Bertahan di Hiruk Pikuk Orgen

Kesenian tradisi selalu dihancurkan kemajuan zaman dengan teknologi canggih. Begitu juga joget dangkung Suku Asli harus bertarung dengan legit dan manisnya  Orgen dan VCD. Pasalnya organ  sudah menjadi idaman masyarakat, sehingga joget dangkung tak dipedulikan lagi.
    Jam di tangan saat itu menunjukkan pukul 17.45 WIB, terdengar suara Udir, Penghulu Kampung Sokop mengajak ke balai pertemuan  yang letaknya berjarak 300 meter dari rumahnya.  ‘’Yuklah kita ke balai kesenian dekat lapangan bola. Para penjoget tengah menunggu kita sekarang,’’ ajak Udir saat itu.

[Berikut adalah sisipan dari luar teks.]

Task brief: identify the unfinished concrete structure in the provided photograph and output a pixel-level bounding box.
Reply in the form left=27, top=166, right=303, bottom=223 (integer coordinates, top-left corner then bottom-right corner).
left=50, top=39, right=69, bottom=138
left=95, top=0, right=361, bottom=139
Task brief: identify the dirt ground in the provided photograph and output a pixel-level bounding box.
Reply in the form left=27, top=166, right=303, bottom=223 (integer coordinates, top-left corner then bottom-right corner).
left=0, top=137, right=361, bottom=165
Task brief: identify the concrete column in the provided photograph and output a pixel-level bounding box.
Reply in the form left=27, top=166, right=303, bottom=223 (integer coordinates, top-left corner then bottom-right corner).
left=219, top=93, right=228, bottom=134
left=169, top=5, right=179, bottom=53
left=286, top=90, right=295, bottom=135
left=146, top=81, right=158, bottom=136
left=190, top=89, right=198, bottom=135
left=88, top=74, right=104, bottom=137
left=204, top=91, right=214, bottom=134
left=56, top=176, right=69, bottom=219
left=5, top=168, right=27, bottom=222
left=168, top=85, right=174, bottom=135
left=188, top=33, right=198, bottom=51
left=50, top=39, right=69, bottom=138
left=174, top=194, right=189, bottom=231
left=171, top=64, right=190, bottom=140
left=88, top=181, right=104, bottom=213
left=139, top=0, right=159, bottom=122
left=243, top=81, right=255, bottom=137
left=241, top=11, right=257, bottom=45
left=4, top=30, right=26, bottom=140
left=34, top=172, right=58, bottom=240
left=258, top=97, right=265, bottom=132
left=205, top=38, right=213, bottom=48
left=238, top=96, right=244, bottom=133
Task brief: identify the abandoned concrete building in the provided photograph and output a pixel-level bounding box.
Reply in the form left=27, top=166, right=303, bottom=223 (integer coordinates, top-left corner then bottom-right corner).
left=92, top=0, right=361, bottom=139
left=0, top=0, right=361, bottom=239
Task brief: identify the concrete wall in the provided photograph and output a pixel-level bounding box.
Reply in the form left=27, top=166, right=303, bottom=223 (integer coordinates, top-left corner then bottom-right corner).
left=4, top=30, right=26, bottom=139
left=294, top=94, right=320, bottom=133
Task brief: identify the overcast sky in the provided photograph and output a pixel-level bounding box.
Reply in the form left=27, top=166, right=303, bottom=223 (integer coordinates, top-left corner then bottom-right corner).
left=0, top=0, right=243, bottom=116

    Saat tiba dibalai kesenian milik Kampung Sokop malam itu acara belum di mulai. Namun dari tiga penjuru jalan menuju pesta kesenian nampak bergerombol. Sedangkan di tepi  lapangan hitam sepak bola di tengah kegelapan beratus warga matanya tertuju di depan panggung.  Kehadiran ratusan warga terdengar suaranya menderu karena perpaduan dari pembicaraan satu mulut lainnya seakan haus akan hiburan yang cukup lama tak dilihat mereka.
      Beberapa saat kemudian persembahan kesenian dimulai. Tampak lentik jari tangan dan gerak kaki para remaja suku asli yang mengenakan pakaian kebaya ditimpali kain batik dan selendang serba hijau di atas panggung  diiringi bunyi tetawak (gong) menengkah bunyi biola dan gendang seakan tak henti-hentinya mengajak orang kampung untuk memadati lapangan bola dan halaman depan balai kesenian.  ’Dah lame betul tak ade joget dangkung di Sokop ni,’’ ucap Joli (58) yang menyempatkan diri pulang dari Kota Duri bersama istrinya Mardiana, menyaksikan perhelatan joget dangkung atau kesenian  Joget  Asli Batin Pancur Kampung Sokop, Kecamatan Rangsang pertama di lakukan 18 Juni 2012 lalu.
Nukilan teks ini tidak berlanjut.